Dopo due anni di rinvii, il ministero dell’Ambiente ha inviato al Cipe il piano nazionale per la riduzione delle emissioni dei gas serra fino al 2020. Il documento presentato al Comitato interministeriale per la programmazione economica indica che l’Italia quest’anno emetterà 501,9 milioni di tonnellate equivalenti di CO2, pari a +18,6% rispetto all’obiettivo fissato da Kyoto, che prevedeva invece una riduzione del 6,5% tra il 2008 e il 2012 rispetto al livello del 1990. Per il 2020, il documento stima una differenza di 14,3 milioni tonnellate equivalenti di CO2 per le emissioni che non rientrano nel sistema di scambio dei permessi di emissione (Ets). Il fondo rotativo previsto dal protocollo di Kyoto sarà rifinanziato con circa 250 milioni di euro l’anno tra il 2013 e il 2020. Avviato il 15 febbraio scorso ha visto un vero e proprio boom di richieste. Si tratta di un capitolo che mette a disposizione 600M€ (per quest’anno) da distribuire in finanziamenti al tasso agevole dello 0,5% per un periodo massimo di 6 anni, a disposizione di cittadini, imprese, condomini, soggetti pubblici e fondazioni, per realizzare interventi di riduzione delle emissioni di gas serra. L’Italia inizia quindi, con grande ritardo rispetto ai grandi Paesi occidentali e non solo, a studiare una politica di più ampio respira sulla programmazione energetica e ambientale ma molto, molto resta da fare dopo che per un ventennio si è andati avanti a vista. Sarebbe troppo facile se bastasse sterzare alla vista dei primi scogli.
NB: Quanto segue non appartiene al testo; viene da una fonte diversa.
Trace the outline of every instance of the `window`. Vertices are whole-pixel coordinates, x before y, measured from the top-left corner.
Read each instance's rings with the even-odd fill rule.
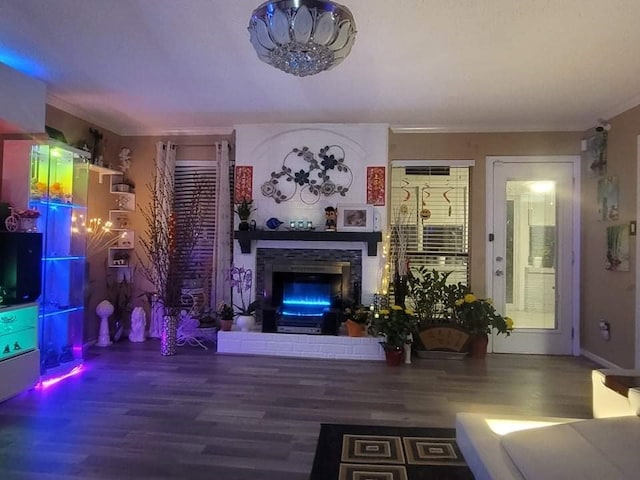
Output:
[[[410,269],[426,266],[451,271],[450,283],[469,284],[471,165],[468,161],[392,162],[390,223],[392,231],[398,226],[403,232]]]
[[[207,304],[212,287],[212,269],[214,258],[214,238],[216,235],[216,196],[218,185],[218,166],[215,161],[176,162],[174,173],[173,211],[176,224],[177,249],[182,250],[183,260],[180,265],[180,281],[182,283],[183,303],[185,306],[195,304],[193,313],[200,313],[200,307]],[[193,194],[201,189],[198,218],[194,218]],[[197,225],[194,226],[193,222]],[[193,245],[181,243],[180,232],[196,228],[197,238]]]

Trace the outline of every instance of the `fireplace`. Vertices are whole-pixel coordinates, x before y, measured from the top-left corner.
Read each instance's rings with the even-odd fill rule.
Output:
[[[361,252],[285,250],[258,252],[263,332],[337,334],[343,302],[359,301]]]

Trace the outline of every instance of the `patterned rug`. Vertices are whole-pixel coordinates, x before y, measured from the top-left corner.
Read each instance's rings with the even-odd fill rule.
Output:
[[[453,428],[323,423],[309,480],[473,480]]]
Cos’è il Protocollo di Kyoto?
Si tratta di un accordo internazionale in materia ambientale sui cambiamenti climatici, adottato a Kyoto, in Giappone, nel 1997, durante la Terza Conferenza delle Parti (COP3) della Convenzione Quadro sui Cambiamenti Climatici delle Nazioni Unite. Il Protocollo è entrato in vigore il 16 febbraio 2005 a seguito della ratifica della Russia. Per l’entrata in vigore, il Protocollo doveva essere infatti ratificato da almeno 55 paesi, tra i quali un numero di Paesi industrializzati (1) che nel 1990 avevano emesso almeno il 55% della CO2 eq. totale. Attualmente, tra i Paesi industrializzati, solo gli Stati Uniti non hanno aderito al Protocollo di Kyoto. L’Italia ha ratificato il Protocollo con la legge n. 120 del 1 giugno 2002. Il trattato, che rappresenta il primo strumento di attuazione della Convenzione Quadro sui Cambiamenti Climatici, prevede il vincolo per i Paesi industrializzati di ridurre le emissioni dei gas serra del 5,2% nel periodo 2008 – 2012 rispetto alle emissioni del 1990. Il Protocollo non prevede impegni per i Paesi in Via di Sviluppo in osservanza del principio di equità.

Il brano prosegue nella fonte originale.